The advantageous attributes and effects of this invention may be seen in a series of examples (Examples 1˜4), as described below. The embodiments on which the examples are based are representative only, and the selection of those embodiments to illustrate the invention does not indicate that materials, arrangements, components, ingredients or configurations, not described in these examples are not suitable for practicing this invention, or that subject matter not described in these examples is excluded from the scope of the appended claims and equivalents thereof.
Samples of field emitters were tested in a vacuum chamber where the pressure ranged from about 1×10−6 to about 1×10−8 Torr. The cathodes therein were made using a thick film paste containing carbon nanotubes. The thick film paste was patterned on the cathode with a typical pattern of interest. The patterned cathode was then fired at about 420° C. for about 30 minutes in a nitrogen atmosphere. Once fired, the patterned electron emitting film was fractured to expose electron emitting material by laminating the panel with an adhesive tape and removing the tape. Spacers of thickness d=640 μm were then placed on the cathode surface, and an anode of interest is placed on top of the spacers to create a diode field emission device.

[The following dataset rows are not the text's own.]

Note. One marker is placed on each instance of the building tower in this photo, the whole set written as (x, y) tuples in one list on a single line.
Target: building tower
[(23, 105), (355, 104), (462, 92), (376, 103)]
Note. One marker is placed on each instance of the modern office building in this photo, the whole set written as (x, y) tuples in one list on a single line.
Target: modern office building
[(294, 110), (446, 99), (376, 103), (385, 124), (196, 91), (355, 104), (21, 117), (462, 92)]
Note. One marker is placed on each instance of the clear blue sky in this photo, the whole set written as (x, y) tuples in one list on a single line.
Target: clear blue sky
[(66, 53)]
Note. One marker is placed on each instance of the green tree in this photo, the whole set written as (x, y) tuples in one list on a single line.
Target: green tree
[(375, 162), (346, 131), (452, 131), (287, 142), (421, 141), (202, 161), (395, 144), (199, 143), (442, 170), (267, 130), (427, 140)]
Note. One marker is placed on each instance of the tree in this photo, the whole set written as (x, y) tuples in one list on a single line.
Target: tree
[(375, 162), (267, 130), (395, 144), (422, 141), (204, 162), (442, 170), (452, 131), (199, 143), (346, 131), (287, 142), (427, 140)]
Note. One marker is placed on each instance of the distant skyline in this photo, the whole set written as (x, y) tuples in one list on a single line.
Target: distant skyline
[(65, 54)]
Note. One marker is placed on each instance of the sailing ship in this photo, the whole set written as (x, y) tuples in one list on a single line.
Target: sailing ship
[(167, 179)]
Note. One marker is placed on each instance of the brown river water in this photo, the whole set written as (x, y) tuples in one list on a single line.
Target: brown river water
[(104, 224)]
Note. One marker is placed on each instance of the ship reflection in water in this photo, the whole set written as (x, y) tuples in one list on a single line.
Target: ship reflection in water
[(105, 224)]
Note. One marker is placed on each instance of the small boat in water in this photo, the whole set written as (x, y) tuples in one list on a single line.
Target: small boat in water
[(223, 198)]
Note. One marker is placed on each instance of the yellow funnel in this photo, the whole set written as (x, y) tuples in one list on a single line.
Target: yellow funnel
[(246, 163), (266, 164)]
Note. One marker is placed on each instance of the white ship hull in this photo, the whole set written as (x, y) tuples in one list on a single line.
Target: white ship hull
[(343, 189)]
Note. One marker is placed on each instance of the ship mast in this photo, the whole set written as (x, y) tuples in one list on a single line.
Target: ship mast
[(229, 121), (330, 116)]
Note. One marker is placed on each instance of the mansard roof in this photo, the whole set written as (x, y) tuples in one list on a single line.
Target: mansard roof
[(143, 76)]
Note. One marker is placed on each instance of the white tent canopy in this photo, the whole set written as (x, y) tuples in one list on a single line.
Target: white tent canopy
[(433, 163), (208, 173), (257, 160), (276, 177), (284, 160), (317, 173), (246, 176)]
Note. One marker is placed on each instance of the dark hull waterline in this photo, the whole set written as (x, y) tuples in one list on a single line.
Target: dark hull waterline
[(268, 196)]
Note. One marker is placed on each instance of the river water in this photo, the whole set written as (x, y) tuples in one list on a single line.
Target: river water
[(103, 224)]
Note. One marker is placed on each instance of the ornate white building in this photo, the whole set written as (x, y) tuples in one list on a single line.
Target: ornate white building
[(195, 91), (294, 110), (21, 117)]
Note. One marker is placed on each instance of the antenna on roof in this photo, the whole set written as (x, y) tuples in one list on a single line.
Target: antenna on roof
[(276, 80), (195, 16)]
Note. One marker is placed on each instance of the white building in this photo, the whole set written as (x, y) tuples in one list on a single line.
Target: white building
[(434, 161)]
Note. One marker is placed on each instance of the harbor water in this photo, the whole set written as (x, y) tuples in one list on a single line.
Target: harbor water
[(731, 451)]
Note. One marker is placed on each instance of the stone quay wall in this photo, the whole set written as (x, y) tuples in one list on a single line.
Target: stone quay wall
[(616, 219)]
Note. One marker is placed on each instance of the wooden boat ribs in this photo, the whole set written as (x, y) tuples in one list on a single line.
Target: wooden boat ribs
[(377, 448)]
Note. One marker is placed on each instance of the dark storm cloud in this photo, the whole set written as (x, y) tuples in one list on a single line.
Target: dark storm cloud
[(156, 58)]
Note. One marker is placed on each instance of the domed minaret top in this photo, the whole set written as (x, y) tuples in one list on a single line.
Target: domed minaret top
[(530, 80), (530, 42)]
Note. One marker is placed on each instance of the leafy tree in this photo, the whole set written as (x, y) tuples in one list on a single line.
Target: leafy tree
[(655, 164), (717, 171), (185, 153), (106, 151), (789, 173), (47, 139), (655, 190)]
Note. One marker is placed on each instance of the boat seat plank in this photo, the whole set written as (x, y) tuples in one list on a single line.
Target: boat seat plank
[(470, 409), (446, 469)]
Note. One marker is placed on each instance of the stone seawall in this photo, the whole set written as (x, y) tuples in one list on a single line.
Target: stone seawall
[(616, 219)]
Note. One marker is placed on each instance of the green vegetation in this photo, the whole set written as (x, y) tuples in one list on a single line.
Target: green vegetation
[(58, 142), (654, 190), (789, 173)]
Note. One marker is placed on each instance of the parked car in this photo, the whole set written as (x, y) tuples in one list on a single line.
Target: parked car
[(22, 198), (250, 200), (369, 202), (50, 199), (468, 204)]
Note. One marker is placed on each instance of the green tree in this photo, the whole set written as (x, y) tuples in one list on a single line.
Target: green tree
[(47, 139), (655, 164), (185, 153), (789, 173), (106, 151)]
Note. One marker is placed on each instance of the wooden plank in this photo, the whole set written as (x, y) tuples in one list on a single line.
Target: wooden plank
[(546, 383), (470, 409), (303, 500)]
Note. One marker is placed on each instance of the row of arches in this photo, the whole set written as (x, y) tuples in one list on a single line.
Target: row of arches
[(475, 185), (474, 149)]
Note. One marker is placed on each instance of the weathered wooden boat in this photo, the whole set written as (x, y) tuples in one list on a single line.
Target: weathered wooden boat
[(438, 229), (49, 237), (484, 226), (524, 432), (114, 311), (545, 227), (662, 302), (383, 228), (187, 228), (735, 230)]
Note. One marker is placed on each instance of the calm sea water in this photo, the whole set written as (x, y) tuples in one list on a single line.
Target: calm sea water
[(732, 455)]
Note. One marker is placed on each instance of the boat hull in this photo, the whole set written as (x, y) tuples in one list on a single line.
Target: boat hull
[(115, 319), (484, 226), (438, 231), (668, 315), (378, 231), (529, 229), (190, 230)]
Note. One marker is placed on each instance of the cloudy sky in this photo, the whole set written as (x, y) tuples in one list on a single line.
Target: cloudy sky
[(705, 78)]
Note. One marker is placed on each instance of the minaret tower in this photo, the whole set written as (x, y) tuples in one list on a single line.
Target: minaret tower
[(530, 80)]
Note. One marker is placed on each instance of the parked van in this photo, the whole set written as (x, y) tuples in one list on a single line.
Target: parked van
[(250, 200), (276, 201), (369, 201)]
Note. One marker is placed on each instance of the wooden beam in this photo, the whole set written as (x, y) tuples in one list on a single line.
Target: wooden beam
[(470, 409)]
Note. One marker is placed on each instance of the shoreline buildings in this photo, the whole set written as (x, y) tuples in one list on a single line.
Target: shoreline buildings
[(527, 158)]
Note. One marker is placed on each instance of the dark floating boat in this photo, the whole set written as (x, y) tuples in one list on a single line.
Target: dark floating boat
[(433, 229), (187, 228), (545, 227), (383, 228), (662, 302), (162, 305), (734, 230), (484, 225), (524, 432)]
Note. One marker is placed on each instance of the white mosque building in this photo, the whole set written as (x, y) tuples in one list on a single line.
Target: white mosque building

Each sample field emitting device was then placed within a vacuum system where electrical contact is made to the anode and cathode of each device. A high voltage pulsed square wave (VC) was applied to the cathode of the sample to establish an emission current. To maintain a fixed current a DC bias is applied to the anode (VA). Degradation of emission current directly corresponds to the rate at which the total applied field [(VA−VC)/d] increases. As the emitters degrade, a larger electric field is needed to compensate for their degradation, thus the rate of increase of total applied field directly corresponds to the degradation rate. Lower rates of increase in applied field indicate a lower degradation rate and thus an advantage in the lifespan or lifetime of the field emission device.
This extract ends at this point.